The Structure of the Transaction
The divestiture was executed through two selling parties: Mahindra Overseas Investment Company (Mauritius) Ltd, the group's offshore holding arm, and Erkunt Traktor Sanayii Anonim Sirketi, the Turkish tractor business in which Mahindra holds an interest. Together, they are transferring a near-total stake of 99.04% in Erkunt Foundry to the Hisarlar-led consortium.
Erkunt Foundry operates in the industrial casting and components space — a capital-intensive segment that serves machinery, automotive, and agricultural equipment manufacturers. Foundry operations require sustained investment in furnaces, tooling, and quality infrastructure, and they typically generate returns on longer timelines than assembly or distribution businesses. That profile makes them candidates for portfolio review when a parent company is tightening its focus on higher-growth or strategically central assets.
Reading the Capital Allocation Signal
Mahindra has framed this sale explicitly within its capital allocation framework — the internal discipline that determines where the group deploys resources and where it pulls back. For a conglomerate of Mahindra's scale and diversity, this framework carries real weight. Over the past several years, the group has been sharpening its focus on its core automotive and farm equipment businesses, particularly as electric vehicle development and global tractor demand have required concentrated investment.
Divesting a foundry subsidiary in Turkey, while retaining the tractor business that likely sourced components from it, reflects a calculated separation: keep the commercial relationship with the market, exit the manufacturing infrastructure. This kind of unbundling is common among large industrial groups seeking to reduce asset intensity without abandoning geographic presence. The tractor business in Turkey — which operates under the Erkunt Traktor name — has an established position in the Turkish agricultural machinery market and is unaffected by this transaction.
Hisarlar's Strategic Position
Hisarlar Makina Sanayi, the lead acquirer, is a Turkish industrial manufacturer with operations in the agricultural and construction equipment sectors. Taking control of Erkunt Foundry gives the consortium direct access to casting capacity that can serve domestic manufacturing needs — a meaningful advantage in a country where industrial self-sufficiency has become a policy priority. Turkey has invested heavily in deepening its manufacturing base, and acquisitions of established foundry operations by domestic industrial groups align with that broader direction.

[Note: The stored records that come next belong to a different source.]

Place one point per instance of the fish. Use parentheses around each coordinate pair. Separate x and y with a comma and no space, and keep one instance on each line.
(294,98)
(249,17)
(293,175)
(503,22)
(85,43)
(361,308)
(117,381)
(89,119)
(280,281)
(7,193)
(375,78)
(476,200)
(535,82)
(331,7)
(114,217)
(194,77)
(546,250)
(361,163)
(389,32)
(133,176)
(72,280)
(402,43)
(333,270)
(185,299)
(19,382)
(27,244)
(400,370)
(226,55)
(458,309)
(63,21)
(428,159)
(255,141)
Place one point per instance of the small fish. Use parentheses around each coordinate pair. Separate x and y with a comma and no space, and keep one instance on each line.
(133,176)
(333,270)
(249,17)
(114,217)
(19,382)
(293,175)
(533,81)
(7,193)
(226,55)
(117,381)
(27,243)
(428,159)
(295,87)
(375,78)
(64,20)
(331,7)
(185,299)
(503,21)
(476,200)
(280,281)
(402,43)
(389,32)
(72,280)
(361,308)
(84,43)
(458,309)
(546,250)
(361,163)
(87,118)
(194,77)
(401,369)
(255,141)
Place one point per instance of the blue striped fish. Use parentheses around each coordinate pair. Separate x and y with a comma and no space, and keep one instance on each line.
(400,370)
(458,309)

For Hisarlar, absorbing a foundry with existing capacity, skilled workforce, and established supply relationships is considerably faster than building equivalent capability from the ground up. The logic on the buyer's side is straightforward: vertical integration reduces exposure to external supply disruptions and gives greater control over cost and quality in the production chain.
What This Means for Mahindra's International Footprint
Mahindra's international manufacturing presence has always been selective rather than expansive. The group has pursued partnerships and partial stakes in overseas markets rather than building wholly owned manufacturing networks at scale. This transaction fits that pattern — it is a portfolio adjustment, not a strategic retreat. The retention of the Turkish tractor business signals continued commercial commitment to the market.
The sale also illustrates a wider dynamic among large emerging-market conglomerates: as they mature and compete more directly with global peers, the pressure to concentrate capital on defined priorities intensifies. Holding peripheral industrial assets across multiple jurisdictions becomes harder to justify when the core business demands sustained investment to remain competitive. Erkunt Foundry, valuable as it may be on its own terms, was evidently no longer the kind of asset Mahindra needed to own directly in order to achieve its strategic objectives.